Rellán es un actor magnífico, especialmente en papeles cómicos. A mí es un tío que me hace muchísima gracia. Pero ahora se mostraba serio cuando explicaba que, pese a su fatiga tanto física como mental, los sanitarios atendían a esos pacientes como a cualesquiera otros, con idéntica profesionalidad, pero en su caso desoyendo a la vocecita interna que les incitaba con fuerza a enviarlos a todos a freír espárragos. «Pues ahora te va a atender tu puñetero padre, majo», dijo que, según le habían comentado, pensaban varios profesionales cuando conocían el modo en que se habían contagiado los susodichos. De hecho, hizo una pausa entre «tu» y «puñetero», para encontrar un eufemismo que sustituyese al calificativo más coloquial que parecía venirle naturalmente, y que resultase más acorde con el horario infantil en que se emitía el programa.

Sea como fuere, la vocación de los médicos, enfermeros y demás personal terminaba por imponerse, ahogando su impulso natural, más que comprensible.

Muchas veces he imaginado una situación en la que, en una emergencia (un incendio, una riada o un rescate en la montaña, por ejemplo) un etarra o cualquier otro enemigo declarado de las fuerzas de seguridad del Estado (de los que han proliferado en los últimos años, especialmente en mi tierra), tuviese que pedir ayuda a un guardia civil o a un militar para salvar su vida o la de un familiar, ante la inminencia de lo irremediable. Nadie duda lo que haría el servidor del orden y la seguridad. Tampoco lo dudaría, a buen seguro, el etarra o su correligionario.

Resulta fácil y cómodo: te cagas en su puta madre, los desprecias, les deseas lo peor (incluso la muerte), hasta que… los necesitas. Entonces, ya, si eso, aparcas tu odio a un lado y lo dejas para otro momento. Como los hoteleros que expulsaron de sus establecimientos a los policías españoles con lo del prusés, que hoy imploran a todo español viviente, sea o no miembro de las forces d’ocupació –eso ahora importa menos– que acuda a llenar sus habitaciones y restaurantes vacíos, ante la ausencia de turismo extranjero.

Ahora ocurre algo parecido, salvando las distancias. Gente que pasa de todo; que se va de botellón, de fiesta o a cenar con sus amigos. Comidas y cenas, que no falten. El otro día estuve invitado –no acudí– a una comida para treinta personas, sin ir más lejos. «No pasará nada» –tendemos a pensar. Total, la probabilidad es muy baja. Y, si pasara, que Dios no lo quiera, ahí estarán los médicos para curarnos y los demás sanitarios para ocuparse de nosotros. Que para eso están, oye, que para eso cobran.
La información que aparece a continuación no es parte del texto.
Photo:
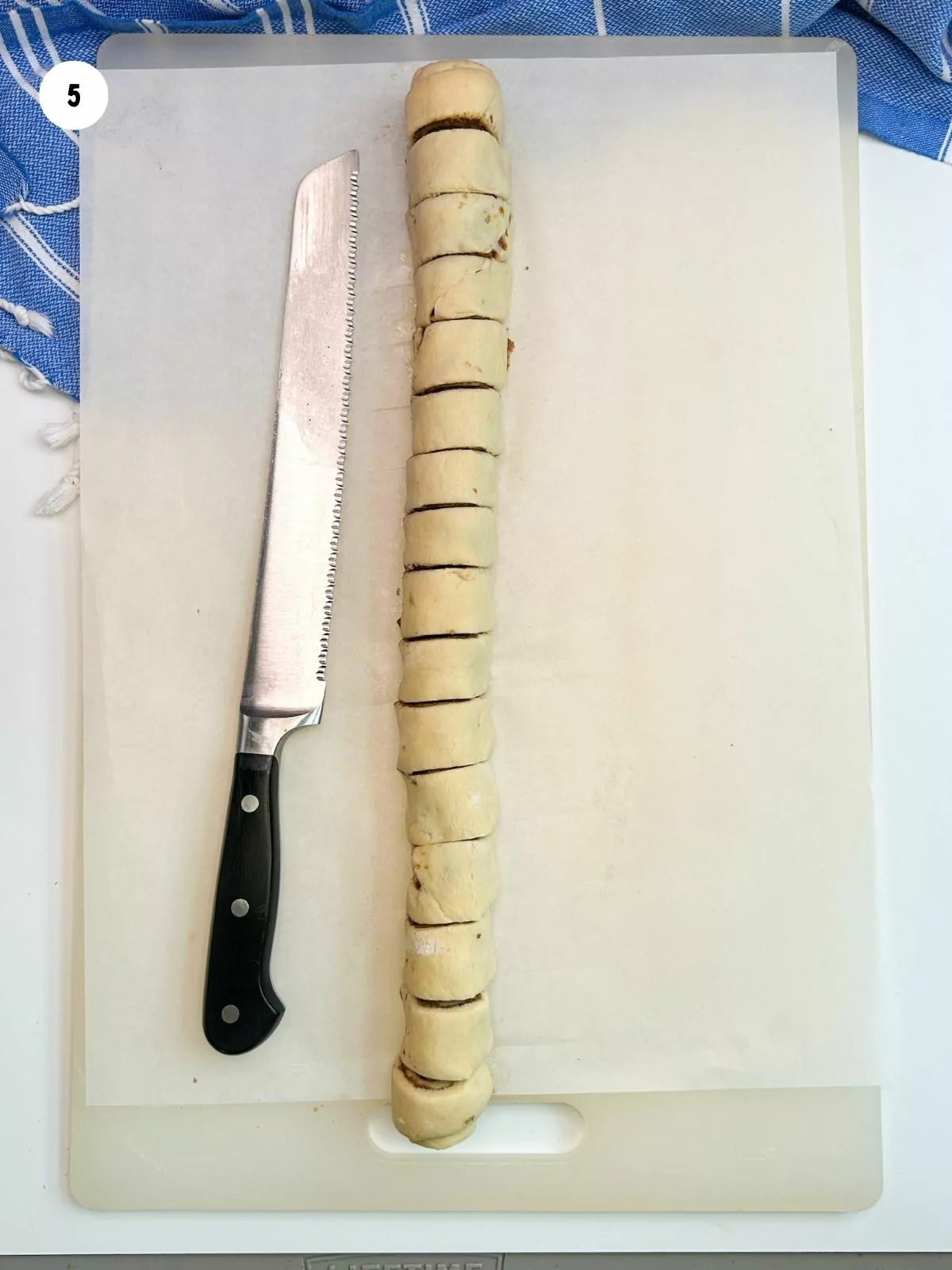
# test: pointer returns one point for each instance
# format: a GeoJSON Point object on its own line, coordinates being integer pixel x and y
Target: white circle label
{"type": "Point", "coordinates": [73, 95]}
Sí, claro que estarán. Sufriendo y extenuados, pero estarán.  No los veremos en el botellón, en la fiesta o en la cena. Ahí, seguramente no. Ahí no, porque saben lo que hay en juego, lo ven cada día; y porque no habrán tenido tampoco tiempo ni fuerzas, pues habrán estado demasiado ocupados atendiendo a sus pacientes. A todos: a los que simplemente han caído en desgracia y también a los irresponsables que iban comprando números y más números para contagiarse (y convertirse también en agentes contagiadores).

La diferencia es que ahora nadie desea el mal a nuestro admirado personal sanitario. Todo lo contrario. Pero tampoco hacemos demasiado, precisamente, para aliviarles de ese mal; para intentar que no tengan que atendernos a nosotros, para liberarlos de su carga de trabajo y, con ello, para reducir su exposición al virus. Ellos no se contagian en las cenas, en los botellones ni en las fiestas. Ellos lo hacen por cuidar de nosotros, en el hospital, en las trincheras. Lo harán siempre poniendo buena cara, aunque por dentro piensen, en muchos casos, que nos debería curar nuestro puñetero padre.

2 comentarios para "NUESTRO PUÑETERO PADRE"

  1. IGNACIO MORILLO - 13 agosto, 2020 (6:05 am)

    Muy bueno, Sebas

    1. Sebas Lorente - 13 agosto, 2020 (8:17 am)

      Gracias. Me alegra que te haya gustado. Un abrazo y gracias por tu comentario.